Celui qui a encouragé Joachim à boxer s'appelle Blaise Mayemba. Les deux étaient de bons amis, et avaient décidé de s'entraîner ensemble. «Blaise était plus vieux que Joachim de deux ans, raconte le grand frère du boxeur, Astrel Alcine. Boxer, c'était son rêve. Il est passé pro avant Joachim. Mais il n'a jamais eu le même succès que mon frère. Joachim était patient, il travaillait dur et ça marchait bien.»

Même après avoir cessé de boxer, Blaise a continué de suivre les progrès de son ami, de ce jeune Montréalais d'origine haïtienne qui s'est fait connaître en envoyant Stéphane Ouellett à la retraite en 2004 par un K.-O. au premier round.

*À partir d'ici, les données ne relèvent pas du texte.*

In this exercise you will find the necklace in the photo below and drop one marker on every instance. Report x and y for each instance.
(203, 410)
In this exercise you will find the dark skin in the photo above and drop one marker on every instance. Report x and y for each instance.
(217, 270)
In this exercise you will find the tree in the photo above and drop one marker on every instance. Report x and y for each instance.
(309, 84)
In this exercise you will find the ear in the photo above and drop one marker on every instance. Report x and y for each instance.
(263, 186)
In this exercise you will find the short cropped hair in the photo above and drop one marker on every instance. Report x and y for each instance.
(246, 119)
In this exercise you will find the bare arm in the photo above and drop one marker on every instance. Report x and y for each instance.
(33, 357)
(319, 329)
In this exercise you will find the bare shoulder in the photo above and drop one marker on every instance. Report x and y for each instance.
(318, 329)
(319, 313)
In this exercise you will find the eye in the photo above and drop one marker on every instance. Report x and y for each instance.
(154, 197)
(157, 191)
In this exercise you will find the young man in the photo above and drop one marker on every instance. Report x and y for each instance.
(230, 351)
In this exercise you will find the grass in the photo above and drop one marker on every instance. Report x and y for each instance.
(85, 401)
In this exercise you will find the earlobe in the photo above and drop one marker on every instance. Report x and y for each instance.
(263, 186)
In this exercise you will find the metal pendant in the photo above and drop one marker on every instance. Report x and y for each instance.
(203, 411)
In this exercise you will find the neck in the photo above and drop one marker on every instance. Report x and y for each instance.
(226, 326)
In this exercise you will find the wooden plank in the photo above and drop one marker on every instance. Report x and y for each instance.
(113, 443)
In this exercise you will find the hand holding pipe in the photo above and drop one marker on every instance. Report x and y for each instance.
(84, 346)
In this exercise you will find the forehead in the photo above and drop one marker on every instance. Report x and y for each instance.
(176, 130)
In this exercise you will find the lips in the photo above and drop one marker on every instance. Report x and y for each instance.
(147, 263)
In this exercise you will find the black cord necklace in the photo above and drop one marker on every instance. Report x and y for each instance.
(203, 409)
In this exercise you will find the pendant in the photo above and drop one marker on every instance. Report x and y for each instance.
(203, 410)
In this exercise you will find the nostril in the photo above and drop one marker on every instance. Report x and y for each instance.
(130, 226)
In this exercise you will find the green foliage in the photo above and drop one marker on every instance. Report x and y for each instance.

Puis, Blaise Mayemba est mort dans un accident de moto au Congo, juste avant que son ami Joachim ne devienne champion du monde en battant Travis Simms il y a un an. «C'était comme un frère pour moi, dit Joachim Alcine. Il est mort un jour avant ma fête. Je sais que si Blaise a fait ses devoirs, on va se revoir à la réincarnation. J'y crois, je crois à la Bible. J'ai l'espérance qu'on va se recroiser.»

Maintenant, Joachim Alcine entre sur le ring avec des shorts où deux paires d'initiales sont brodées. Celles de Dave Campanile, son second entraîneur aujourd'hui décédé, sur une jambe. Celles de Blaise Mayemba sur l'autre.

C'est une façon de remercier ceux qui l'ont poussé à persévérer et ont cru en lui. Il se battra un peu pour eux demain soir. Pour sa famille et sa mère aussi. Car si elle n'a jamais trop apprécié qu'il soit boxeur, Joachim admet que c'est grâce à elle et son père qu'il est aujourd'hui cet athlète si sérieux, si dédié à son sport. «Un gars droit comme ça, ça ne se peut pas», dit Mike Moffa.

«Ma mère a beaucoup travaillé pour nous, se rappelle Joachim. Elle se levait à 5 h du matin pour aller travailler à la manufacture, et se couchait à minuit après s'être occupé des enfants. C'est une femme très forte, qui mérite aujourd'hui tous les cadeaux du monde.»

Ce soir, à la veille du combat qui opposera son fils au redoutable Daniel Santos, elle priera pour lui. «Je vais prier pour sa santé, pour qu'il gagne, dit Gracieuse Alcine. Et aussi, pour qu'il tienne la ceinture. Parce qu'il a travaillé tellement fort pour la gagner.»

Le combat de championnat du monde WBA des super mi-moyens entre Joachim Alcine (30-0, 19 K.-O.) et Daniel Santos (31-3, 22 K.-O.) aura lieu demain soir au Parc Jarry.